Multiply by 6-8× for full training-time footprint. ANDREA-120M trains comfortably in FP16 (~2 GB for weights + optimizer + grads); FP8 E4M3 halves training time on RTX 4090 tensor cores.


Activity 13 (grow_a_language_model_precision) walks the FP precision tradeoffs in detail.

Sizing ANDREA-120M's Optimizer State

ANDREA-120M holds ~120,000,000 parameters. Each FP32 weight occupies 4 bytes. AdamW stores two extra optimizer-state floats per weight (m, v). Compute: (a) weights only in FP32, in MB; (b) weights + optimizer state in FP32, in MB; (c) weights + optimizer state in FP16, in MB. Show your arithmetic.

Twenty-Five Activities

Two Halves

This course splits cleanly. The first half covers what microGPT taught the field: a transformer that runs on one GPU. The second half covers ANDREA's actual contribution: a curriculum that learns.


Half 1: A Transformer on One GPU (activities 2-13)


#ActivityBeat
2Harris morpheme tokenizerdistributional segmentation, 256+N+1 vocab
3Tokenizer-diet alignmentsaturation point, why 12M wasted 63.6%
4Embeddings & positionlearned token + position lookup
5Scaled dot-product attentionQ·Kᵀ/√d, causal mask, softmax
6Multi-head attentionhead splits, parallel projections
7Transformer blockMLP, residuals, layer norm
8Cross-entropy & perplexitylog-likelihood, SMMA loss
9Backprop in custom CUDAchain rule across microgpt_cuda.cu
10AdamWdecoupled weight decay; why vanilla Adam died
11LR warmup + cosine decay2000-step ramp; why instant peak destroys 120M
12Gradient clippingglobal L2 norm; 3 CUDA kernels
13FP32 / FP16 / FP8 E4M3precision tradeoffs; tensor cores

Half 2: A Curriculum That Learns (activities 14-24)


#ActivityBeat
14Multi-armed banditsUCB1, exploration vs exploitation
15Phase-based dice control7/14/21/28/42 phases, 1d3/1d4 dice
16Reward attribution & EMAper-source loss EMA, 1000× scaling
17Source floors & epoch penalty1/(1+epochs) prevents memorization
18Coverage bonusdoc-level tracking, 1.3× freshness
19Curriculum warmup7 chat/prose sources first 20K steps
20Filtering by shape, not charshas_system_prompt_shape()
21Coherence-gated early stoppingbigram/trigram/word/char auto-halt
22Checkpoint, resume, signalsformat, SIGTERM/SIGUSR1, loss.json continuity
23Sample audit & external gradingreading a run, 9.5/10 territory
24From microGPT to ANDREA-120Mv1 collapse, v2 fixes, v2.5 patch, v3 polish

Plus a companion: geometry_of_andrea views every layer as geometry (embedding space, attention as projection, loss surface, bandit as a walk on a discrete simplex).


Suggested Order

Activities 2-13 build a working transformer. Skip ahead to half 2 if you've trained transformers before; come back when curiosity strikes.

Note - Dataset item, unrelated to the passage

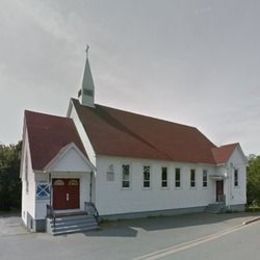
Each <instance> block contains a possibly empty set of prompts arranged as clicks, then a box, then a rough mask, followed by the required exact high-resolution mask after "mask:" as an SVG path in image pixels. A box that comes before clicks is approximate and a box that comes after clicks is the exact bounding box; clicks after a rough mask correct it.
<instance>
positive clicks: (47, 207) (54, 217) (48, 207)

Each activity stands alone where possible. Math beats reference earlier activities by name (see activity 5: scaled dot-product attention). Code references point at microgpt/microgpt_cuda.cu & microgpt/training_proxy.py in ~/git/uncloseai-cli/.

Where Will You Start?

Looking at the 24 activities + geometry companion, name one activity you want to start with & one reason: prior knowledge gap, professional relevance, or pure curiosity. There's no wrong answer; the path through the course belongs to you.